5 Best Managed Healthcare Stocks To Invest In 2016: Pacific Gas & Electric Co.(PCG)

 

PG&E Corporation, through its subsidiary, Pacific Gas and Electric Company, transmits, delivers, and sells electricity and natural gas to residential, commercial, industrial, and agricultural customers primarily in northern and central California. The companys electricity distribution network consists of approximately 142,000 circuit miles of distribution lines, 58 transmission switching substations, and 603 distribution substations; and electricity transmission network comprises approximately 18,400 circuit miles of interconnected transmission lines and 91 electric transmission substations. Its natural gas system consists of approximately 42,800 miles of distribution pipelines, approximately 6,700 miles of backbone and local transmission pipelines, and various storage facilities. The company operates various electricity generation facilities, such as nuclear, hydroelectric, fossil fuel-fired, and photovoltaic.
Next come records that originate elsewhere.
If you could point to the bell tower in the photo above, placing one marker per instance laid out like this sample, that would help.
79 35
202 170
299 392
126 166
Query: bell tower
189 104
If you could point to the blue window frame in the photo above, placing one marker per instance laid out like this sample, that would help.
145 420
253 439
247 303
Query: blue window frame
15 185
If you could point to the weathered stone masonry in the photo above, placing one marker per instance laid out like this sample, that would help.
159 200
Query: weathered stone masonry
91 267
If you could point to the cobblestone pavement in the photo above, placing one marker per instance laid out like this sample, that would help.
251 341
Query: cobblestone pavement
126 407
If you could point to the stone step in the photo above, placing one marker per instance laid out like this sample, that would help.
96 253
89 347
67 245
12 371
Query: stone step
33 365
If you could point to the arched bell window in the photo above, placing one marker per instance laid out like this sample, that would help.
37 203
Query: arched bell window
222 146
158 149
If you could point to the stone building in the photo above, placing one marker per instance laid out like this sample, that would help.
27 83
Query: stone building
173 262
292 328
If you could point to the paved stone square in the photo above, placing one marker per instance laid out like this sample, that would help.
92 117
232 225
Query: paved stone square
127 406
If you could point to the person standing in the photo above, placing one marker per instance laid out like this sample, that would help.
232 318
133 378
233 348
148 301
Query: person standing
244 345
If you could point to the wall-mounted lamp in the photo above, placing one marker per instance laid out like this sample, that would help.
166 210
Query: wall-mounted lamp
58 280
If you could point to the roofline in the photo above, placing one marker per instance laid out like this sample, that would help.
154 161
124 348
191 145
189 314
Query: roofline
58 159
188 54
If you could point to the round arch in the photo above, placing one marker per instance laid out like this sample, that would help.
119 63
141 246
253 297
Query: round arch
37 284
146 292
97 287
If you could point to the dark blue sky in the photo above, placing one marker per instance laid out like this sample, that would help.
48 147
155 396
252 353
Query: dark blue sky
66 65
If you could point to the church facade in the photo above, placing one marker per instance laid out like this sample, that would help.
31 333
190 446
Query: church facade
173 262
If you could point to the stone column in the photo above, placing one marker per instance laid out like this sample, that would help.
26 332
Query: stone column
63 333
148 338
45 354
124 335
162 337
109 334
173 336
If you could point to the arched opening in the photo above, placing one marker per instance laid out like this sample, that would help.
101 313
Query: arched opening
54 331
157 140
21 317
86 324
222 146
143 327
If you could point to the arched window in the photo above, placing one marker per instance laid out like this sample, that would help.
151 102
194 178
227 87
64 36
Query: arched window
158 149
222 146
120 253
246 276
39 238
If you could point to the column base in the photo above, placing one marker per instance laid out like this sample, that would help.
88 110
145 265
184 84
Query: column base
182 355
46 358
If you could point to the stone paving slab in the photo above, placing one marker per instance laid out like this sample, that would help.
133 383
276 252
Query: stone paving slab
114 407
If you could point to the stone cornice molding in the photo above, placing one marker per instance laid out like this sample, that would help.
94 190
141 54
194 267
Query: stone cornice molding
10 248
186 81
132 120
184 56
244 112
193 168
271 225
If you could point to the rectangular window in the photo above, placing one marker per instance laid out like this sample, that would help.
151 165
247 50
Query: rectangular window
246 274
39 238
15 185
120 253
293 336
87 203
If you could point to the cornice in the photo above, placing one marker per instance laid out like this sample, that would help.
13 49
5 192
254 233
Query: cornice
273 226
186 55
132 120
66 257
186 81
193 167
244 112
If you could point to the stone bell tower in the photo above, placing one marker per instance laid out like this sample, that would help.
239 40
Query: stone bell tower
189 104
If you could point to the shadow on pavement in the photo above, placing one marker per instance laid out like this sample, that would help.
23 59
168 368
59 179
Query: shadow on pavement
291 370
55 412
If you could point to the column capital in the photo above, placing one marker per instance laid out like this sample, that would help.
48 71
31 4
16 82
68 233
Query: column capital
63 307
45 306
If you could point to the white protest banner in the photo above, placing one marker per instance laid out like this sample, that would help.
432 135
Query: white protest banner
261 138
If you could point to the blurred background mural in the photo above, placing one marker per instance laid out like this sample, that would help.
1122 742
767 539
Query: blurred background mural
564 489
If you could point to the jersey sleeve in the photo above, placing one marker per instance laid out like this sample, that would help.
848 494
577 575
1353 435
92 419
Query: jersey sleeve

PG&E Corporat ion was founded in 1905 and is headquartered in San Francisco, California.

Advisors’ Opinion:

  • [By David Dittman]

    PG&E Corp (NYSE: PCG), Edison International (NYSE: EIX) and Sempra Energy (NYSE: SRE) are the parent entities of California’s investor-owned utilities.

5 Best Managed Healthcare Stocks To Invest In 2016: Sinovac Biotech Ltd.(SVA)

Sinovac Biotech Ltd., a biopharmaceutical company, engages in the research, development, manufacture, and commercialization of vaccines against the hepatitis A, hepatitis B, and influenza viruses in the People’s Republic of China. It offers Healive, an inactivated hepatitis A vaccine; Bilive, a combination of hepatitis A and B vaccine; Anflu, a split virus influenza vaccine; and Panflu, a vaccine against the influenza A H1N1 virus. The company’s pipeline vaccine candidates include a split viron vaccine, which completed Phase II clinical trials for the H5N1 influenza virus; and a SARS vaccine, which completed Phase I clinical trials for the SARS virus. In addition, its pipeline vaccine candidates that completed the pre-clinical trials comprise human vaccines for EV71, pneumococcal conjugate, haemophilus influenzae type b, meningitis, Japanese encephalitis, chickenpox, mumps, and rubella diseases, as well as rabies vaccine for humans and animals. The company markets and sell s its vaccine products directly to the provincial and municipal disease control and prevention centers. It has a patent license agreement with the National Institutes of Health; distribution agreements with LG Life Sciences, Ltd. and Glovax C.V.; and a pandemic influenza vaccine co-development agreement with the China Center for Disease Control and Prevention. Sinovac Biotech Ltd. was founded in 1999 and is headquartered in Beijing, the People’s Republic of China.

Advisors’ Opinion:

  • [By Monica Gerson]

    Sinovac Biotech Ltd. (NASDAQ: SVA) is expected to post its quarterly earnings.

    Supercom Ltd (NASDAQ: SPCB) is estimated to post its quarterly earnings at $0.15 per share on revenue of $9.03 million.